The non-professional kid actors are all great. Devin France is wonderful as Wendy and holds the whole film together without effort. Yashua Mack is a delightful pixie as Peter. And Gage and Gavin Naquin are heartbreakingly real as Wendy's twin brothers.

I think the only thing keeping me from full-on loving Wendy is the design of an important non-human inhabitant of Peter's island. It's a low-budget film, so director Benh Zeitlin works around that by never giving us a good look at his creature, but a side-effect is that I never felt connected with the creature the way the kids did in the movie.

17. The Wretched
I'll watch pretty much anything about a witch in the woods, but this was so much cooler than I expected. It's about a young man who realizes that something weird and creepy is going on at his neighbors' house, so it's closer in tone to The Lost Boys or Fright Night than something like Blair Witch or The Wicked. It's creepy, it's funny, it's occasionally sweet, and there's a cool mystery that needs investigating.

I'd have loved it without reservation if it didn't do that thing where it clumsily and nonsensically ends on a question mark to leave room for a sequel. The movie was better than that.

16. The Invisible Man
An excellent combination of Gaslight and the 1933 Universal version of HG Wells' story. Elisabeth Moss is amazing in it (as always) and sells the horror of her situation from the very first scene. I worried and ached for her and dearly hoped to see her overcome her nemesis.

Universal has finally figured out how to bring their monster movies back to life. More of this. Make them scary. Make them standalone. Make them good.

15. The Gentlemen
It's a standard Guy Ritchie English crime movie, but I really enjoy Guy Ritchie English crime movies.

14. Birds of Prey
And speaking of Guy Ritchie, what if he made a movie set in Gotham City instead of London? Same energy. Totally dug it.

13. The Short History of the Long Road
This is the first of a few teen dramas that I really enjoyed in 2020. I don't know what's up with that, except maybe that they were palate cleansers between genre stories. The Short History of the Long Road is probably best described as a slice-of-life story, which normally wouldn't be my thing. I like plot and it threw me that this isn't as focused as I expected. 

But I found myself not really missing a stronger plot. The life of homeless, teenaged Nola after the unexpected death of her father is worth slicing into and spending time with. It has its tragedies, but it's also filled with kindness and hope.

12. All the Bright Places
I'm a big fan of Elle Fanning and loved Justice Smith in Pokémon Detective Pikachu, so I figured I'd dig both of them in a romance. And I did, but it's so much darker and more real than I expected.
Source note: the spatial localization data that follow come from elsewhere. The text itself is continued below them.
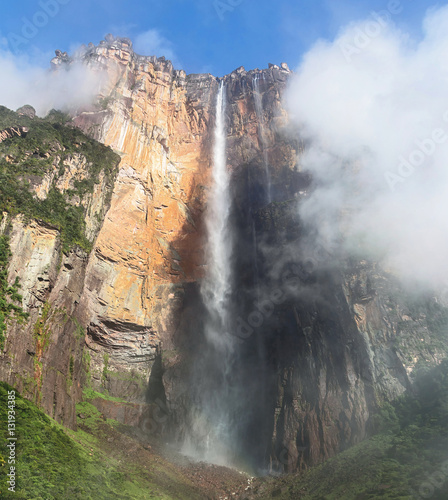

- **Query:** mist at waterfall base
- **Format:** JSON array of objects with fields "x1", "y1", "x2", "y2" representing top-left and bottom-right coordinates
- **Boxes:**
[{"x1": 286, "y1": 3, "x2": 448, "y2": 292}]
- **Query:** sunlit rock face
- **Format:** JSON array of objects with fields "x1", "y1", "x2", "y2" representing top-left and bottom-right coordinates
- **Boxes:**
[
  {"x1": 3, "y1": 35, "x2": 446, "y2": 471},
  {"x1": 68, "y1": 39, "x2": 216, "y2": 400}
]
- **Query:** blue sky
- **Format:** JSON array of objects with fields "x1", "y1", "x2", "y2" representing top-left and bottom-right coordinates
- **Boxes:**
[{"x1": 0, "y1": 0, "x2": 436, "y2": 76}]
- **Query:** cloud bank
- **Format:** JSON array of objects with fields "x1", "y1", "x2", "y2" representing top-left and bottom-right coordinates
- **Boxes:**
[
  {"x1": 0, "y1": 50, "x2": 105, "y2": 117},
  {"x1": 286, "y1": 4, "x2": 448, "y2": 290}
]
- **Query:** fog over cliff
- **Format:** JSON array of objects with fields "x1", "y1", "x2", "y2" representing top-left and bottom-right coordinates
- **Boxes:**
[
  {"x1": 0, "y1": 49, "x2": 104, "y2": 116},
  {"x1": 286, "y1": 4, "x2": 448, "y2": 291}
]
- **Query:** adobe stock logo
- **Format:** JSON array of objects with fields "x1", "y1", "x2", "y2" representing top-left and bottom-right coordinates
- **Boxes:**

I don't wanna say anything specific and spoil it, but there's a lot of heartbreak. I hated it. I also loved it.

11. The Secret Garden
I'm such a sucker for this story that it only bothers me the tiniest bit that it's reset in the 1940s and that it feels the need to enhance an already amazing practical garden with CG elements. I don't remember many details of the other versions of this story that I've seen, but this one powerfully focuses on grief and the characters' journeys through it. That's from the book and usually present in adaptations, but I felt it especially powerfully in this one. One of these days I'm going to get around to reading the book and fully exploring the various movies based on it.


Paxton said...

So, now I have two new movies added to my list; Proximity, and The Wretched.

You mention a few movies I should've brought up on my honorable mentions.

Birds of Prey - I love Margot Robie as Harley Quinn. I also really liked Mary Elizabeth Winstead as Huntress. But, I didn't love this movie. There's way too much going on. So much weird visual stimulation. And the movie is a mess. Throughout. I had a lot of problems staying engaged.

Invisible Man - This was so close to making my main favorites list. I almost wish I'd put it there. it's great. I loved it. More, please.

The Gentlemen - Really enjoyed this. Great cast. I even liked Charlie Hunnam and I can't say that very often. I'm hit or miss on Richie's crime output but this was a winner.

New Mutants - I've kept trying to watch this all week but it's just not happening. Maybe tonight. We'll see.

Michael May said...

Would love to hear your thoughts especially on Proximity.